Peloton has announced it will completely out-source the production of its bikes and treadmills to Taiwanese manufacturer Rexon. The fitness company currently builds some of its hardware in-house, but says out-sourcing will allow it to reduce costs and simplify its supply chain.

It’s the latest move by recently-installed CEO Barry McCarthy to right Peloton’s troubled ship. As a fitness firm focused on delivering home workouts, the company was a natural pandemic darling. But founder and former CEO John Foley overestimated demand for its products, and saw sales, subscribers, and stock plunge as the company was left burdened with surplus inventory. Its most recent earnings showed losses of some $757 million.

Peloton is increasingly focused on software, not hardware

Since then, Peloton has cut some 2,800 jobs and McCarthy has outlined a number of strategies to rejuvenate the business (including out-sourcing manufacturing).

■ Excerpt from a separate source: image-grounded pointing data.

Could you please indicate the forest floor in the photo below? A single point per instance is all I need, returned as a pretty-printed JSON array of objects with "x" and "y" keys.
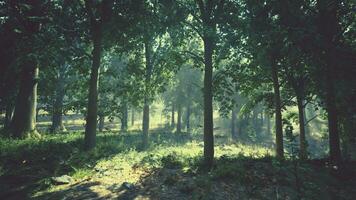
[{"x": 170, "y": 169}]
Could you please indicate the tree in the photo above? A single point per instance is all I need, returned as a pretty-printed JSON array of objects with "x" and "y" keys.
[{"x": 96, "y": 30}]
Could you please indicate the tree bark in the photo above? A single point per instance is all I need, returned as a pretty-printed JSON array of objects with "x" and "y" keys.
[
  {"x": 187, "y": 120},
  {"x": 302, "y": 139},
  {"x": 146, "y": 107},
  {"x": 132, "y": 116},
  {"x": 278, "y": 112},
  {"x": 124, "y": 118},
  {"x": 9, "y": 112},
  {"x": 268, "y": 118},
  {"x": 172, "y": 118},
  {"x": 328, "y": 13},
  {"x": 145, "y": 123},
  {"x": 101, "y": 123},
  {"x": 208, "y": 103},
  {"x": 233, "y": 124},
  {"x": 24, "y": 119},
  {"x": 57, "y": 121},
  {"x": 179, "y": 119},
  {"x": 92, "y": 109}
]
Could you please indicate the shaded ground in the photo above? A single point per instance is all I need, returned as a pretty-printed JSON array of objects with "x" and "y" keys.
[{"x": 170, "y": 169}]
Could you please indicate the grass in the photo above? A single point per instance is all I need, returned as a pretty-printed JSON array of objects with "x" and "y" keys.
[{"x": 171, "y": 164}]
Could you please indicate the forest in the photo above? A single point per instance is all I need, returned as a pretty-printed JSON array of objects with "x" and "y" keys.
[{"x": 178, "y": 99}]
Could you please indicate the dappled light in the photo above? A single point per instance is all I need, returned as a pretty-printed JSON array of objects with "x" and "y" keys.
[{"x": 177, "y": 99}]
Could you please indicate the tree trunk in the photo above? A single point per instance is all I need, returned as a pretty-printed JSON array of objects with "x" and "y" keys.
[
  {"x": 233, "y": 124},
  {"x": 208, "y": 103},
  {"x": 146, "y": 106},
  {"x": 278, "y": 113},
  {"x": 92, "y": 109},
  {"x": 132, "y": 116},
  {"x": 172, "y": 118},
  {"x": 179, "y": 119},
  {"x": 145, "y": 123},
  {"x": 24, "y": 119},
  {"x": 334, "y": 139},
  {"x": 302, "y": 140},
  {"x": 57, "y": 122},
  {"x": 101, "y": 123},
  {"x": 124, "y": 118},
  {"x": 268, "y": 118},
  {"x": 329, "y": 31},
  {"x": 9, "y": 112},
  {"x": 187, "y": 120}
]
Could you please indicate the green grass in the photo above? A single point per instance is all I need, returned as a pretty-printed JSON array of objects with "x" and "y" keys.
[{"x": 27, "y": 165}]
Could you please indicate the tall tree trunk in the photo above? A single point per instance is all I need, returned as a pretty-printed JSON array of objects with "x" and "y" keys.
[
  {"x": 302, "y": 140},
  {"x": 9, "y": 112},
  {"x": 124, "y": 118},
  {"x": 328, "y": 12},
  {"x": 278, "y": 112},
  {"x": 187, "y": 120},
  {"x": 145, "y": 123},
  {"x": 57, "y": 122},
  {"x": 334, "y": 139},
  {"x": 24, "y": 119},
  {"x": 92, "y": 109},
  {"x": 179, "y": 119},
  {"x": 172, "y": 116},
  {"x": 132, "y": 116},
  {"x": 146, "y": 106},
  {"x": 101, "y": 123},
  {"x": 268, "y": 118},
  {"x": 233, "y": 124},
  {"x": 208, "y": 103}
]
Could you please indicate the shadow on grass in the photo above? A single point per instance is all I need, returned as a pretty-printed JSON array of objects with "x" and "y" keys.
[
  {"x": 231, "y": 178},
  {"x": 27, "y": 165}
]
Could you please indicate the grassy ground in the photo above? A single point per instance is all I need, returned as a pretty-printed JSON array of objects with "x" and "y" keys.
[{"x": 170, "y": 169}]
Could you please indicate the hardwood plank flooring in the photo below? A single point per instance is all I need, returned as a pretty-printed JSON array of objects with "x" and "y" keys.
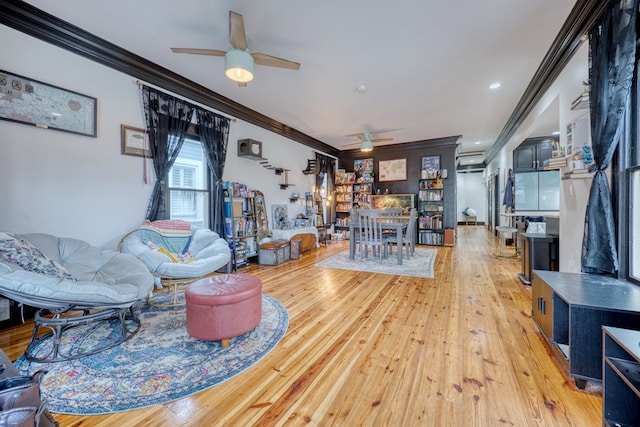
[{"x": 387, "y": 350}]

Generally, these mean putting more resources behind its software and marketing the Peloton app more independently, instead of focusing on the hardware-plus-subscriptions model.

Peloton previously acquired Taiwan-based Tonic Fitness Technology in 2019 to build some of its treadmills and bikes, but also worked with Rexon for many years. Peloton also announced plans to build a factory in Ohio but later cancelled these.

Operations at Peloton’s Tonic facility are now suspended “through the remainder of 2022,” and the company’s chief supply chain officer Andrew Rendich told Bloomberg News: “We are going back to nothing but partnered manufacturing... It allows us to ramp up and ramp down based on capacity and demand.” This line is particularly notable given that unsold inventory has been such a major problem for the company.

In the press release, CEO McCarthy said the move was “another significant step in simplifying our supply chain and variablizing our cost structure — a key priority for us.”